Phosphoinositide 3-kinase/Akt (PI3K/Akt) is a serine/threonine protein kinase that plays a vital role in regulating cardiomyocyte proliferation, apoptosis and glucose uptake[12, 13]. Akt has an important protective effect on cardiomyocytes under oxidative stress. A study has reported that DOX can significantly suppress the PI3K/Akt signalling pathway in cardiomyocytes, which is closely related to its cardiotoxicity[14]. Previous experiments have indicated that Shenmai Injection can sustain mitochondrial homeostasis and improve cardiac function by activating the AMPK and PI3K/Akt pathways in DOX-induced cardiotoxicity[15]. Therefore, targeting the PI3K/Akt signalling pathway has certain prospects for the treatment of DOX-induced myocardial injury.

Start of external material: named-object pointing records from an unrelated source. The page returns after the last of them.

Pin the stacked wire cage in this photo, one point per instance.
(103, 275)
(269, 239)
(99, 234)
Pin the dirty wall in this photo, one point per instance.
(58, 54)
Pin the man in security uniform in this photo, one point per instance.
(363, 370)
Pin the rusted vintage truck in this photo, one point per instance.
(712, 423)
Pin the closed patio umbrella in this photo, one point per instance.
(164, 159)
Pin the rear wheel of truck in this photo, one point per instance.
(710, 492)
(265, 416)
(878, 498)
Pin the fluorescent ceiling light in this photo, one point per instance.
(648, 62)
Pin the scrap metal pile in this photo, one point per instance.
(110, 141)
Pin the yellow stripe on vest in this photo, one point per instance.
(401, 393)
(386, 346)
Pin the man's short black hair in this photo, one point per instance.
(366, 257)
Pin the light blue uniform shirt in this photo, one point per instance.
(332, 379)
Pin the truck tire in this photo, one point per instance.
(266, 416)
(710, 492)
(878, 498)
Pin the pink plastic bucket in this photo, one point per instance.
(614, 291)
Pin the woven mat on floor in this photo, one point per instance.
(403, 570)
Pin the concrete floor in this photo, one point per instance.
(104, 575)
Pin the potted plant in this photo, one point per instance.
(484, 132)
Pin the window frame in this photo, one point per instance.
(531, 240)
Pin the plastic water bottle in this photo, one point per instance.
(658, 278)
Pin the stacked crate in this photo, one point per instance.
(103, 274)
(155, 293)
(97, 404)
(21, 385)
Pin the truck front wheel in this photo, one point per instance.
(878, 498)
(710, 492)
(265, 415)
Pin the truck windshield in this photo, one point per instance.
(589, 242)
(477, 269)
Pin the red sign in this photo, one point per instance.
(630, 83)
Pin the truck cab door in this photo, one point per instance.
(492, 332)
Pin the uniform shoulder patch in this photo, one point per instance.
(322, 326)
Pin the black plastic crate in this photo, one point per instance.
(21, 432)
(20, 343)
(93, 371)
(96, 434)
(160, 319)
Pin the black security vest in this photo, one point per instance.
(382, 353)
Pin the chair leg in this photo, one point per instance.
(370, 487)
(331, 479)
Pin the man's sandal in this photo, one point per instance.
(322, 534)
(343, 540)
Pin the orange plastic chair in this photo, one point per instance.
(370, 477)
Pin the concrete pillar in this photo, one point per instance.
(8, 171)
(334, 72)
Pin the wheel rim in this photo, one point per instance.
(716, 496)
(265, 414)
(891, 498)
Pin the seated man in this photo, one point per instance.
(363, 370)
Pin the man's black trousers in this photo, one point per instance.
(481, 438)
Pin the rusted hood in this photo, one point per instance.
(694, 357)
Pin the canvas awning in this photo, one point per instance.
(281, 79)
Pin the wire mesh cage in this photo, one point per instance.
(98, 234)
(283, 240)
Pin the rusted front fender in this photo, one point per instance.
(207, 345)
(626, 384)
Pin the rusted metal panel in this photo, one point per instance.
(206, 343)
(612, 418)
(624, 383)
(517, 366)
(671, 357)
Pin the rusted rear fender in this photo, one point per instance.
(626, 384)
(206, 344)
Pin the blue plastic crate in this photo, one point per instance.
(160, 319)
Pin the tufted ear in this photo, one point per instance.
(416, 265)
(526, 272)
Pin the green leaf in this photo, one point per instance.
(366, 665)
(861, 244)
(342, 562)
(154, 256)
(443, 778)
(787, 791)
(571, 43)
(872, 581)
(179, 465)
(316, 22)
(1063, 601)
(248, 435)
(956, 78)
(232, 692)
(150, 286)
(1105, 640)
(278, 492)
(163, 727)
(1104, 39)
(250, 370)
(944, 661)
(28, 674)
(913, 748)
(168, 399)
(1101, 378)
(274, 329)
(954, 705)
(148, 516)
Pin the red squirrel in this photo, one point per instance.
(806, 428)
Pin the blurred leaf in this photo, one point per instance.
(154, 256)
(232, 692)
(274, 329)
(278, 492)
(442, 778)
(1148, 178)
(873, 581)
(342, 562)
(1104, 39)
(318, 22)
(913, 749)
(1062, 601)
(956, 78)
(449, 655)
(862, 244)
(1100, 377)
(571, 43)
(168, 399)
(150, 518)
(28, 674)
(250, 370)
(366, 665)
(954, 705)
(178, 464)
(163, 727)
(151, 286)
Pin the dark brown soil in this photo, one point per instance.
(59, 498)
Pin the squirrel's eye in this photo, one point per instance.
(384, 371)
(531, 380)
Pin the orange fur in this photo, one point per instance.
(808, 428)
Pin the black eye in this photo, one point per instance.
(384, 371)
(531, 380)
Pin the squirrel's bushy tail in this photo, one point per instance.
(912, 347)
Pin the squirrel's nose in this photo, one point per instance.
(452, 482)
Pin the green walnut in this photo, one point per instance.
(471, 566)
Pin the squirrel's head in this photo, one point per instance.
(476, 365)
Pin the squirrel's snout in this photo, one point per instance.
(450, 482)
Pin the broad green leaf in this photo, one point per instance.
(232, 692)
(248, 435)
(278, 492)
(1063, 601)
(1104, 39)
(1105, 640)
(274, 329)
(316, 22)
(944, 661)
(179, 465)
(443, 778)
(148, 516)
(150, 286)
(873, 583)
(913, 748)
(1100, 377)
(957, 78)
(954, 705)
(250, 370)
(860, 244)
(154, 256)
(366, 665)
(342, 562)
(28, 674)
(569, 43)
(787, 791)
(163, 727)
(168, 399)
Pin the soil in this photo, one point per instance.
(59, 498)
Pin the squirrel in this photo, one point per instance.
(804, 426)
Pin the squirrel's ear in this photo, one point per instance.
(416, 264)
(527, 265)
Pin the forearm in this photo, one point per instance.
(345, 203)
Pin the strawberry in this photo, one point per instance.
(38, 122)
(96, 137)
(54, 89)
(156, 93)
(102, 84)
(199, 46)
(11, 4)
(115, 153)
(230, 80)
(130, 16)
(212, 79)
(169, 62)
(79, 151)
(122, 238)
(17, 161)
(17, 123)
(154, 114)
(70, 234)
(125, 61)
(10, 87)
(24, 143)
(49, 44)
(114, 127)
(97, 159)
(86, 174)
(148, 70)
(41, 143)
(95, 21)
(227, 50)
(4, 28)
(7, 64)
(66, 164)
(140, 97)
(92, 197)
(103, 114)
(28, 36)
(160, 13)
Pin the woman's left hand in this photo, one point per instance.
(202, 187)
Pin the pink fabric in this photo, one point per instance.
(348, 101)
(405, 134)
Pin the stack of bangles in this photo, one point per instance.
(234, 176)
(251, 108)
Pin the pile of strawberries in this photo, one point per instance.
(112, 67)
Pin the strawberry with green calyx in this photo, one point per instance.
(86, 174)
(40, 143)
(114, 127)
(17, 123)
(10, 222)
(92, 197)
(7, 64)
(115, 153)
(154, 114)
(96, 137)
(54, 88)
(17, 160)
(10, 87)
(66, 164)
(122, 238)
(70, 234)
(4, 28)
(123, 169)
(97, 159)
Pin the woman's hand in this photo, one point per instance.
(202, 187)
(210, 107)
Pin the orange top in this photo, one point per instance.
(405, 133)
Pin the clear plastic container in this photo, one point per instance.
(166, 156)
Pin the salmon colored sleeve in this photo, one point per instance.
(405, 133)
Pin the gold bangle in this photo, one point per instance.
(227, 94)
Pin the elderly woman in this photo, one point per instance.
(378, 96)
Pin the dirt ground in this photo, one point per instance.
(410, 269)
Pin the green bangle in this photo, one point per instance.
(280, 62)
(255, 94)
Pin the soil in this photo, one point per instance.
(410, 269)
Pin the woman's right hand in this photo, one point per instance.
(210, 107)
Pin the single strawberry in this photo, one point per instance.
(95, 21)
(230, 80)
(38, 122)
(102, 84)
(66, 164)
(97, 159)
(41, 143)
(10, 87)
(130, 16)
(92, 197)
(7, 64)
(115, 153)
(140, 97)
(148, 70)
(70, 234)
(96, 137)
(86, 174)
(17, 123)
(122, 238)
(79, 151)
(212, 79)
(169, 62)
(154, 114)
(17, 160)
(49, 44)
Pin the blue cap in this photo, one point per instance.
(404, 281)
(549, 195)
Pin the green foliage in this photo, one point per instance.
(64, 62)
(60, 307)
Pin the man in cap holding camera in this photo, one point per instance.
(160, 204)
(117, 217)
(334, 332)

In a previous study, we analysed the peptide profiles of heart tissue of normal mice and mice with DOX-induced cardiotoxicity and identified 236 differentially expressed peptides (fold change ≥ 2, P < 0.05)[16]. Among them, a 17-amino acid peptide from HSPB6, ASAPLPGFSAPGRLFDQ (HSP-17), with a Peptide Ranker score of 0.82 (http://bioware.ucd.ie/~compass/biowareweb/; a score greater than 0.5 indicates possible high bioactivity)[17], attracted our attention and was predicted to have cardioprotective effects. In this study, we used H9c2 cells to construct a stable DOX-induced cardiomyocyte injury model and proved that the HSP-17 peptide can increase cell viability, reduce the levels of LDH and ROS and reduce cardiomyocyte apoptosis. In addition, we also proved that HSP-17 can upregulate the expression of phosphorylated Akt (p-Akt) in a DOX-induced cardiomyocyte injury model and that LY294002 (LY)[18], a typical inhibitor of PI3K/Akt, can eliminate the protective effects of HSP-17. In summary, we innovatively elucidated the effects of the peptide HSP-17 in DOX-induced cardiomyocyte injury, providing a new idea for the treatment of DOX-induced myocardial injury.